Not all projects can take the route we are taking, since one reason such modularity is possible is due to expansion of the project scope: extensions for new datatypes are "naturally modular" (conceptually at least; implementation-wise this is only now becoming true), and similarly support for non-Java JVM languages (Scala, Clojure, JRuby) and non-JSON data formats (BSON, xml, Smle). But there are many projects that could benefit from more focus on modular extensibility.

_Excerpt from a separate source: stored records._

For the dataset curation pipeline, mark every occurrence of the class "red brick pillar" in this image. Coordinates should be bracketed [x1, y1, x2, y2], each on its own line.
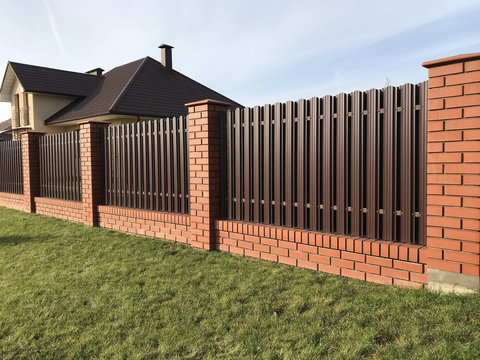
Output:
[185, 99, 231, 250]
[21, 131, 44, 213]
[423, 53, 480, 293]
[79, 121, 108, 226]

2. Reduced coupling leads to more efficient develo[ment

Reduced coupling between pieces of functionality in turn allows for much more efficient development. This is due to multiple factors: less need for coordination; efficiency in working on smaller pieces (bigger projects, as companies, have much more inherent overhead, lower productivity); shorter release cycles. Or, instead of canonically shorter development and release cycles, it is more accurate to talk about more optimal cycles: new, active projects can have shorter cycles, release more often, and more mature, slower moving (or ones with more established user base and hence bigger risks from regression) can choose slower pace. The key point is that each project can choose most optimal rate of releases, and only synchronize when some fundamental "platform" functionality is needed.

As an example, core Jackson project has released a significant new version every 3 - 6 months. While this is pretty respectable rate in itself, it is glacial pace compared to releases for, say, "jackson-xml-databinding" module, which might release new versions on weekly basis before reaching its 1.0 version.

3. Extending and expanding community

This improved efficiency is good just in itself, but I think it will actually make it easire to extend and expand community. Why? Because starting new projects and getting releases out faster should make it easier to join, get started and productive, and thereby lower threshold for participation. In fact I think that we are going to quickly double and quadruple number of active contributors quite soon, when everyone realizes potential for change; how easy it is to get to expand functionality in a way that everyone can share the fruits of labor. Previously best methods have been to write a blog entry about using a feature, or maybe report a bug; but now it will be trivially easy to start playing with new kinds of reusable extension functionality.

4. Modules are the new core

Given all the benefits of the increased modularity I am even thinking of further splitting much of existing "core" (meaning all components under main Jackson project; core, mapper, xc, jax-rs, mrbean, smile) as modules. All jars except for core and mapper would themselves work as modules (or similar extensions); and many features of mapper jar could be extracted out. The main reason for doing this would actually be to allow different release cycles: jax-rs component, for example, has changed relatively little since 1.0: there is no real need to release new version of it every time there is a new mapper version. In fact, of 6 jars, mapper is the only one that is constantly changing; others have evolved at much slower pace.

But even if core components were to stay within core Jackson project, most new extension functionality to be written will be done as new modules.